In Hazlitt's book Economics in One Lesson, one example is used to keep the explanation short and simple.  He purposefully avoids things like colors, styles, sizes, etc., and uses one commodity (in the case of the book, I believe it was wool sweaters).  One could argue that the slight differences of cost due style, color, or size of the imported sweater would be near-parallel to the slight differences in cost due to the same factors of the domestically-produced sweater. So, one way or another, the imported sweater is made by a firm that has an economic advantage over the domestic sweater producer.  Why should the government subsidize the domestic producer, which effectively robs the consumer of purchasing power?  Subsidies are paid through taxation, so the consumer now pays a higher price for the imported sweater AND has money removed from their paycheck to subsidize an a commodity that is in fact inferior.

billott1:
So consumers normally have lots of choices instead of just 2.  But even with 2 choices:

There is no reason to combat a subsidity on a good by a foreign government.  It is always better for local consumers to have foreign governments steal money from someone else and give it to them.  If you need to understand this then assume it is a 100% subsidity, a gift, then consumers are better off taking the gift and buying something else.

The subsidy is not being made by a foreign government on their exported commodity; instead, it is being made by the domestic government on the imported commodity in favor of an inefficient domestic producer of an inferior commodity.  The money is being stolen from the domestic population not by the foreign government, but by their own government.

Ona side note, the foreign govenment will only respond in kind to aid it's domestic production, the rational-logical response to economic warfare.  So now consumers in both the foreign AND the domestic country are hurt through the subsidizing of the original, domestic sweater producer.

billott1:
As for the ending of a subsidy, you answered that question yourself.  Entrepeneurs will enter the market once the subsidy is removed.  I will take this one step further and say that competitors can eliminate other competitors through predatory pricing and do so all the time.  It is considerably more difficult to eliminate competition.  History is riddled with examples of predatory pricing schemes yielding to new competitors.  The ultimate one is Standard Oil that had 98% of the oil market in 1890.  At the time the Government "stepped in on the side of consumers" and broke up the "monopoly", entrepeneurs had managed to take back 38% of the market.  The other example is Microsoft that has consistently reduced the prices and increased the capabilities of operating system, web browsing and office software.  There are now FREE products competiting with Microsoft in a wide variety of areas.
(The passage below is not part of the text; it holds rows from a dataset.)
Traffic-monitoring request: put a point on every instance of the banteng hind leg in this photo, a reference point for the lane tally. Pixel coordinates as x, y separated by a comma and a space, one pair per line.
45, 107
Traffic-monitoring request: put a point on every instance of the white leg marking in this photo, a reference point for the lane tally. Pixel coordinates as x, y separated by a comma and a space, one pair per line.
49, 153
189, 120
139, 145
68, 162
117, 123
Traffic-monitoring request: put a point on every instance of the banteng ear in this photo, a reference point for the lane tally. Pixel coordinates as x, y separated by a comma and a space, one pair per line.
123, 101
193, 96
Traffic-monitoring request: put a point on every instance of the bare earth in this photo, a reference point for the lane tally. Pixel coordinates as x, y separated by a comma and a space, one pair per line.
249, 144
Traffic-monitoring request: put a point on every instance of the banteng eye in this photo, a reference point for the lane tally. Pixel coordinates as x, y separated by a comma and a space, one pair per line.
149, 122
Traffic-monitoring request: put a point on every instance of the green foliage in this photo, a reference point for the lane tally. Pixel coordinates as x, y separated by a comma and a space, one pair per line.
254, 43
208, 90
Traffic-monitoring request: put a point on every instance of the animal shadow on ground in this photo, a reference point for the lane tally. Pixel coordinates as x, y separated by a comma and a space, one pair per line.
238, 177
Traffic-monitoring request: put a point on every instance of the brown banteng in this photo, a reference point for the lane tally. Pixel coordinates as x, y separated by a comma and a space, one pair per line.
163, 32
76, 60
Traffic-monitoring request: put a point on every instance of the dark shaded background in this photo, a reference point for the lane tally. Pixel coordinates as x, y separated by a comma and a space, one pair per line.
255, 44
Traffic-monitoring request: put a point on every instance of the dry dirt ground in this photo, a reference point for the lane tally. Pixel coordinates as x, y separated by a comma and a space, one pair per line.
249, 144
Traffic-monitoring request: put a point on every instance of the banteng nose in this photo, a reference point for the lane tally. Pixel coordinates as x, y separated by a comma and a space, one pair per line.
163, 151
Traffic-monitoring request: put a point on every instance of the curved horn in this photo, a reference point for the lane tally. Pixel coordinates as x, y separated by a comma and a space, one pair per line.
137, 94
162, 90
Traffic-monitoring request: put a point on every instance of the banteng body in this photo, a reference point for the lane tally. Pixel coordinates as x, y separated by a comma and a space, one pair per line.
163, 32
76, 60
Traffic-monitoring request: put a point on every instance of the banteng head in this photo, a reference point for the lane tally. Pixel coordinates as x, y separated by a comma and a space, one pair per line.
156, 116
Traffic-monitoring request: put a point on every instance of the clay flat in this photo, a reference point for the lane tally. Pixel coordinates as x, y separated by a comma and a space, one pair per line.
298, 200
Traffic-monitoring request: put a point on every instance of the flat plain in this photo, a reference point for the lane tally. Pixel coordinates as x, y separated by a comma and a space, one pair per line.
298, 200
The anti-trust laws had the original intention of safe guarding the consumer.  Another example, to add to the two you have offered, would be the break-up of the telecommunication giant, Bell Telephone Company.  But, breaking up a monopoly where consumers are subject to the whims of one all-powerful corporation, and the application of a subsidy on the inferior commodity of a domestic company are different.  Again, the former has the intention of protecting the consumer, though it may warp into something damaging at times.  The latter is intended to protect a producer (good intention), but instead damages the consumers (bad outcome).

billott1:
As for government policy: The best government policy is NO GOVERNMENT POLICY!!!!  It is the bitching of the losers that gets government involved.  Of course they do this in the name of consumers but end up hurting consumers in the end as their actions restrict the choices of consumers.

I can agree only so far with you on this.  I believe that the governments role is to protect the people.  Not only from threats of an aggressive invader, but also from domestic threats, which I believe are those which threaten the well-being (life, liberty, and property) of the consumer-citizen in order to increase personal gain.

"All men having power ought to be distrusted to a certain degree." -James Madison

"If government were efficient, it would cease to exist."